この危機は、今後もさらに拡大する可能性が高いと考えられます。今残されている干潟の自然を開発などから守らなければ、渡り鳥の舞う干潟の景観を未来に引き継いでいくことは難しくなる、ということです。
黄海エコリージョン 経済発展の陰で消失する干潟
東アジア地域を代表する干潟が多く残る海の一つに、中国、韓国、北朝鮮の海岸線に囲まれた黄海があります。 黄海およびその西部に位置する渤海をあわせた沿岸域生態系を、WWFは黄海エコリージョンと呼び、その保全を目指してきました。 この沿岸域には3,900km2もの広大な干潟が広がっています。これは日本最大の干潟である有明海の実に20倍に相当。しかしこの50年間で65%もの干潟が消失してきました。中国に限れば実に70%が失われてきたのです。 日本は1945年から1996年の約50年間で40%の干潟が消失しましたが、この日本をはるかに上回る速度で干潟が消失していることが分かります。
渤海沿岸に残された渡り鳥の楽園~ナンプ湿地~
その中で今も貴重な干潟が残り、多くの渡り鳥で賑わう海が中国河北省唐山市灤南(らんなん)県にあります。 南堡(ナンプ)湿地と呼ばれるこの干潟で、これまでに確認された鳥類は21目59科299種、うち水鳥は115種。
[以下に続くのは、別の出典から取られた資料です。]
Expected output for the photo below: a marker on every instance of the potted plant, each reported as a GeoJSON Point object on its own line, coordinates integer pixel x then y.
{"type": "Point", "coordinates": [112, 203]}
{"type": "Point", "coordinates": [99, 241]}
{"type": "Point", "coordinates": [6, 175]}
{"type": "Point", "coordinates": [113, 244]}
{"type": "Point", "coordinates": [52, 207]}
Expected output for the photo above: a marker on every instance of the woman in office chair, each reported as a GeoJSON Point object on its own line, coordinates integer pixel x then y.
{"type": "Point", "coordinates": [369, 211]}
毎年春に10万羽近い水鳥が渡来します。 しかし、この干潟は、中国最大の船舶物流拠点である天津港の巨大な港湾施設に隣接。また背後には塩田などが広がっており、中国五大都市である天津市の発展を受け、周辺では急速な開発と都市化が進んでいます。
さらにこうした開発の脅威に加え、外来植物の繁茂や、漁業などによる自然への影響も問題視されています。 WWF中国およびWWF香港オフィスでは、この南堡湿地を渤海および黄海沿岸域に点在する中国の14カ所の大規模な渡り鳥渡来地の一つに選んでいますが、現在のところ、ここは保護区に指定されていません。 この14の重要な渡来地の中で、いまだ法的な保護下に置かれていない地域は、この南堡湿地だけです。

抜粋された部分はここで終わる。